Building an HTTP Request Validation Engine for Your J2EE Application

"Never trust anything from the HTTP request." That's rule number one for web application security. If you fail, you open your application to many different forms of injection, overflow, and tampering attacks. So validate everything, before you use it, right? It just sounds so simple, yet most development projects ignore the requirement or implement it very haphazardly. There are many alternative methods of implementing validation, but which is the best?

"Rule #1: Never trust anything from the HTTP request!"
When you think of security mechanisms, you usually think encryption, authentication, access controls, and even logging. But people rarely talk about "validation" as a security mechanism. Strange, since validation plays such a key role in protecting web applications against attack. I can't stress enough, the importance of taking time to actually design a validation scheme for your web application. Simply by putting a unified mechanism in place, you'll send a strong message to the rest of the development team that the HTTP request information must be validated. If you've got an application already, you can find out quickly whether you're properly validating. First, search your code for HttpServletRequest calls to getCookies(), getHeader(), getHeaders(), getIntHeader(), getQueryString(), getParameter(), getParameterMap(), and getParameterValues(). Then check to see if the values returned from these calls are carefully scrubbed before they get used.

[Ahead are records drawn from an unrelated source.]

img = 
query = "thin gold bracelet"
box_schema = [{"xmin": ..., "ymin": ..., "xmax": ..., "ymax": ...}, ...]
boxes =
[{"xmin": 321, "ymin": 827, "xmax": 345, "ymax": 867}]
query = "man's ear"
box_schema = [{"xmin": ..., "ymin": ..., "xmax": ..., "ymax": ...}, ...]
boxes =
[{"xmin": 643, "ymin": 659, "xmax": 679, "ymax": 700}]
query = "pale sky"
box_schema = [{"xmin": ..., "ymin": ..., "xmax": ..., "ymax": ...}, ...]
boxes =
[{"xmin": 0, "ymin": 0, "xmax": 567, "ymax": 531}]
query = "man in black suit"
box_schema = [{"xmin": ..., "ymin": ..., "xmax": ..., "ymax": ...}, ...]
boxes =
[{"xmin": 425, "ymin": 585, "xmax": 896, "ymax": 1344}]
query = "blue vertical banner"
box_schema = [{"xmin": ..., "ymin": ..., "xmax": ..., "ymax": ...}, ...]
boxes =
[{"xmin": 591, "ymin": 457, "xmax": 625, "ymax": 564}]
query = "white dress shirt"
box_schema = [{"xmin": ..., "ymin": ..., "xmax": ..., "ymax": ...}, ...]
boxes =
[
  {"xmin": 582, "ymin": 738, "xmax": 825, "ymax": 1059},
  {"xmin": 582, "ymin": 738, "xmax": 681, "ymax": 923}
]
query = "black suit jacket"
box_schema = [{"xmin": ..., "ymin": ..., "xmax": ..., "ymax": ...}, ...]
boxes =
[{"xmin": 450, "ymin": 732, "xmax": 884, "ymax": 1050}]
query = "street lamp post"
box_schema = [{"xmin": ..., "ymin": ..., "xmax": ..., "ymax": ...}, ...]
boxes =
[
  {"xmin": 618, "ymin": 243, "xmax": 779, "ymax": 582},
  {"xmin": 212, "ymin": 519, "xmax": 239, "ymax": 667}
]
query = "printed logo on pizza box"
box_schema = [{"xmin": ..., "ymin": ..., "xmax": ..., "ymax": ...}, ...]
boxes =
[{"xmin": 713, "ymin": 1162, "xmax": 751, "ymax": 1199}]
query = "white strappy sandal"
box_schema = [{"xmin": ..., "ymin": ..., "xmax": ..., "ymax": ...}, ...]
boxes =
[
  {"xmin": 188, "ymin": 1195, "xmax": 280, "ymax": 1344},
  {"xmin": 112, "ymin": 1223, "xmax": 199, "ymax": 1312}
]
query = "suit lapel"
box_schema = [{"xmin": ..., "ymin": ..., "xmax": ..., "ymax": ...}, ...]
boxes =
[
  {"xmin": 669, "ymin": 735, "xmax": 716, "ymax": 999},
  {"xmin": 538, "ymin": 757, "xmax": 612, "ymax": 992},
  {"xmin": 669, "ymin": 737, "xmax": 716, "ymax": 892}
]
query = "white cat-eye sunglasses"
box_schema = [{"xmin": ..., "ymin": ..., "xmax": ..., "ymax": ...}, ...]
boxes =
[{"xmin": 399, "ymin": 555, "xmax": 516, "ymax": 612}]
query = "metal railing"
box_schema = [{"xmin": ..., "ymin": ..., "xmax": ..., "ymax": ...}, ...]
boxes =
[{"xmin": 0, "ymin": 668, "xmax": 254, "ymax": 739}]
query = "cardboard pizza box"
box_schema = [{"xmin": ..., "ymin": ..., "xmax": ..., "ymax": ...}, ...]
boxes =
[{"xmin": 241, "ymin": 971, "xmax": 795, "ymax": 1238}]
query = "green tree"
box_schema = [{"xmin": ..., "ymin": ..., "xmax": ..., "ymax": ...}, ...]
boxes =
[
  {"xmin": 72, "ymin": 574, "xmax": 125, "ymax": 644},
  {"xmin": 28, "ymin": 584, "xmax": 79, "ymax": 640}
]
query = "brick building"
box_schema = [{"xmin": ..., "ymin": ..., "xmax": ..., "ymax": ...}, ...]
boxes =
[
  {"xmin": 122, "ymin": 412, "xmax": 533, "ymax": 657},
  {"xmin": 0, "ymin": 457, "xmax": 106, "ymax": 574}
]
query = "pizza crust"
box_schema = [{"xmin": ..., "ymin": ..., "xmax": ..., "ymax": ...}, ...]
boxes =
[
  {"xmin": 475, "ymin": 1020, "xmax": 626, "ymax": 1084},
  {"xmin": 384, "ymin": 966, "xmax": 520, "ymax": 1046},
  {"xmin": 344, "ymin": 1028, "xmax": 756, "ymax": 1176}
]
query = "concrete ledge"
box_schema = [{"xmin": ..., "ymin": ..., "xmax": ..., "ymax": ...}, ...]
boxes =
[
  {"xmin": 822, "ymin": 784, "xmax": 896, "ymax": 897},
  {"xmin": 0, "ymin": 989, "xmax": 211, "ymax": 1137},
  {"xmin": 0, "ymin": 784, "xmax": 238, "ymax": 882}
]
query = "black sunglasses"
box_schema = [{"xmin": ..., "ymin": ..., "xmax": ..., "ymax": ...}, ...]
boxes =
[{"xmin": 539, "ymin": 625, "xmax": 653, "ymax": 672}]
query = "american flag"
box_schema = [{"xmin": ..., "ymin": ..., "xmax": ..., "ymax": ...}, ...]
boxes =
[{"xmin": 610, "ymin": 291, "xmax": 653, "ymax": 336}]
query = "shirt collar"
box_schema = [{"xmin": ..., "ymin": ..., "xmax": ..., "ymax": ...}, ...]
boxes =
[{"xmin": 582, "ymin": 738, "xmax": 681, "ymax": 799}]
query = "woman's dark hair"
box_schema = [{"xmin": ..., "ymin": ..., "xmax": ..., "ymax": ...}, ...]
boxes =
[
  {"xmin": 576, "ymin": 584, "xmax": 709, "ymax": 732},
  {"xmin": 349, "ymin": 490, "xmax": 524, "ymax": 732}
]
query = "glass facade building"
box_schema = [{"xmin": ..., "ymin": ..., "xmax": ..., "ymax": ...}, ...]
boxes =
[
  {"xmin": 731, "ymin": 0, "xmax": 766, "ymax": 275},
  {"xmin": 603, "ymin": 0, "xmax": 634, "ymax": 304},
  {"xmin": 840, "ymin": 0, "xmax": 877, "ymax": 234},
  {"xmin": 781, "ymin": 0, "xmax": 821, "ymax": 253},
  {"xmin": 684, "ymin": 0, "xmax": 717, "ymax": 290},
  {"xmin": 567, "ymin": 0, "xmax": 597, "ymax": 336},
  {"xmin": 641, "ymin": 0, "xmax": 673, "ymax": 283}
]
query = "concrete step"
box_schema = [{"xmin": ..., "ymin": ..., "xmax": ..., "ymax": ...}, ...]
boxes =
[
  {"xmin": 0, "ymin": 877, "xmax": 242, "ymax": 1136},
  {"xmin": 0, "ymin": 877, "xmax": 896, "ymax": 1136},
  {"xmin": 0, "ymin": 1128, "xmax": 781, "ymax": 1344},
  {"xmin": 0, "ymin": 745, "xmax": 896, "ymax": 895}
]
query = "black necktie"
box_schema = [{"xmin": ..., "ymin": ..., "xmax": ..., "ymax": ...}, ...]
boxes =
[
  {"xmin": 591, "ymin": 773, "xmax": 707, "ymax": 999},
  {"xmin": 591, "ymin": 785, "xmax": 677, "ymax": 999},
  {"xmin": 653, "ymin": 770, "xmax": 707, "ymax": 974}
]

Also, Developers should not have to be either security or Java experts in order to use a validation engine. The primary goal of the engine design should be to make the most common activities easy, so the interface must be simple, intuitive, and consistent. Most developers will not have to refer to the documentation to get the API integrated into their web applications. There are really only three steps to using validation, (1) setting up the rules, (2) invoking the checker, and (3) handling any errors that are found. There you go. Ok, let's discuss some overall requirements and the key requirements for these three areas. The driving requirement is to assign a regex to every part of each HTTP request. The basic flow is shown in the figure below. The web application hands off to the Stinger validation engine and gets back either a list of errors or an exception. If the list of errors is empty, then no errors were found.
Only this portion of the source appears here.